Note that this implementation is fully resilient, but you might need to make some adjustments to make this fit your use case:

  • Take into account time zones.
  • Adjust how you want to handle tasks that fail until the next task gets scheduled. With the current implementation, you would have concurrent executions of the same cron job (one retrying and the other starting up). If you want to cancel the failing task when a new one needs to start, you can do the following: at the beginning of the execute call, retrieve the next_execution_id from the job state and check if it is completed by attaching to it with a timeout set to 0. If it is not completed, cancel it and start the new iteration.

Running the example

1
Download the example

restate example typescript-patterns-use-cases && cd typescript-patterns-use-cases

2
Start the Restate Server

restate-server

3
Start the Service

npx tsx watch ./src/cron/task_service.ts

4
Register the services

restate deployments register localhost:9080

5
Send a request

For example, run executeTask every minute:

curl localhost:8080/CronJobInitiator/create --json '{
"cronExpression": "* * * * *",
"service": "TaskService",
"method": "executeTask",
"payload": "Hello new minute!"
}'

For example, or run executeTask at midnight:

curl localhost:8080/CronJobInitiator/create --json '{
"cronExpression": "0 0 * * *",
"service": "TaskService",
"method": "executeTask",
"payload": "Hello midnight!"
}'

You can also use the cron service to execute handlers on Virtual Objects, by specifying the Virtual Object key in the request.

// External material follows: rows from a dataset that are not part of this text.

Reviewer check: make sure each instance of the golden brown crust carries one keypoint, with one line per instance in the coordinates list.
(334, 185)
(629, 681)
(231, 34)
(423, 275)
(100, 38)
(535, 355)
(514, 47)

You will get back a response with the job ID.

Using the job ID, you can then get information about the job:

curl localhost:8080/CronJob/myJobId/getInfo

Or cancel the job later:

curl localhost:8080/CronJob/myJobId/cancel

4
Check the scheduled tasks and state

In the UI, you can see how the tasks are scheduled, and how the state of the cron jobs is stored in Restate.

You can kill and restart any of the services or the Restate Server, and the scheduled tasks will still be there.